Pelosi faces her biggest test in unifying colleagues

 •  Bailout gets a second chance

By Rob Hotakainen
McClatchy-Tribune News Service

WASHINGTON — Now Nancy Pelosi will get a second chance.

After the Senate voted 74-25 yesterday to approve a historic $700 billion bailout of the nation's financial industry, the focus will move to the Democratic House speaker from San Francisco.

With a House vote coming as soon as tomorrow, she will face the toughest test of her two-year leadership tenure as she tries to convince skeptical colleagues to approve the largest financial bailout in U.S. history.

On Monday, Pelosi came under excoriating attack from Republicans, who blamed her for the House's rejection of the bailout.

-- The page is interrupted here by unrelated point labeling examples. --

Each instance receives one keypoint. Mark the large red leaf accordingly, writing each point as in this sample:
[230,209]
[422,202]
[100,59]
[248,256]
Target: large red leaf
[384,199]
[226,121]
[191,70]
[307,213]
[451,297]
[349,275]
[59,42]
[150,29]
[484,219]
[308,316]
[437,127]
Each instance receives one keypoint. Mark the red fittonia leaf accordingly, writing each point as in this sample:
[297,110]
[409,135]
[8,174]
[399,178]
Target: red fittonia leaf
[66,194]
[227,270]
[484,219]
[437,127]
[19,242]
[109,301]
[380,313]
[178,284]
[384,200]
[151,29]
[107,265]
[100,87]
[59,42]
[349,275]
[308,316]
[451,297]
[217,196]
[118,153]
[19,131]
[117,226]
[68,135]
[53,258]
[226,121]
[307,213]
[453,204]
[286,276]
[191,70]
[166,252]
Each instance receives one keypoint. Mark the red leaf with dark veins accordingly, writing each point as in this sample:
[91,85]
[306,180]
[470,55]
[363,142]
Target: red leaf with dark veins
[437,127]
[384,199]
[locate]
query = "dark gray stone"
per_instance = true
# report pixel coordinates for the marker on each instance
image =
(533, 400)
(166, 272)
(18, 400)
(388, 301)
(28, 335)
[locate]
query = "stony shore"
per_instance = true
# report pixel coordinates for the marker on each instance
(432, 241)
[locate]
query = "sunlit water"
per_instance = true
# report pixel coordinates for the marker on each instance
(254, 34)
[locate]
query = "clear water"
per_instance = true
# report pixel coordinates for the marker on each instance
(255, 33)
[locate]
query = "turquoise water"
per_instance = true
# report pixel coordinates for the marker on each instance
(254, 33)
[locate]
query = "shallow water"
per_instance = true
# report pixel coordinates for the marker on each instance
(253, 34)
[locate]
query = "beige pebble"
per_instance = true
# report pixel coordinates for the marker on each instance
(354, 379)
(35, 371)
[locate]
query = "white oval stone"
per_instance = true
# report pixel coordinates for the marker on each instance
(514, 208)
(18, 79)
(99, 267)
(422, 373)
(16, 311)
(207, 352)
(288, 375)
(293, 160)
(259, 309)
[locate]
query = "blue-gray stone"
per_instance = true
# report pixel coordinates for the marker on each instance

House Minority Leader John Boehner of Ohio said Pelosi "poisoned" Republicans and caused many of them to "go south" when she called the bailout a response to President Bush's "failed economic policies — policies built on budgetary recklessness, on an anything-goes mentality, with no regulation, no supervision, and no discipline in the system."

Republicans have used the 68-year-old Pelosi as their whipping boy all year long, first blaming her for $4-a-gallon gasoline, now suggesting she's responsible for Congress' failure to react quickly enough to the nation's fiscal calamities.

Democrats have been busy defending their embattled leader.

"I am appalled," said Democratic Rep. Barney Frank of Massachusetts, the chairman of the House Financial Services Committee and a leading architect of the bailout. He said House GOP leaders blamed Pelosi for their troubles because they couldn't get enough rank-and-file Republicans to back the bailout.

"I think they are covering up the embarrassment of not having the votes," he said.

Pelosi has no regrets about what she said, her spokesman said yesterday.

"Her remarks are what she had been saying all week," said Drew Hammill, her spokesman. "Part of being able to deal with this crisis is realizing how we got here. And her speech reflected the widely held Democratic view that the Bush administration's economic policies and their failure have contributed to what we face today."

House Democratic aides noted that even some Republicans were defending Pelosi.

After Monday's stunning outcome, congressional leaders declined to speculate what will happen when the House votes again.

Majority Leader Steny Hoyer of Maryland said the House will be back in session today and that "Democrats are continuing to work around the clock in a bipartisan way" to get the bailout passed.

"Members of the House leadership on both sides of the aisle are talking to our colleagues," he said.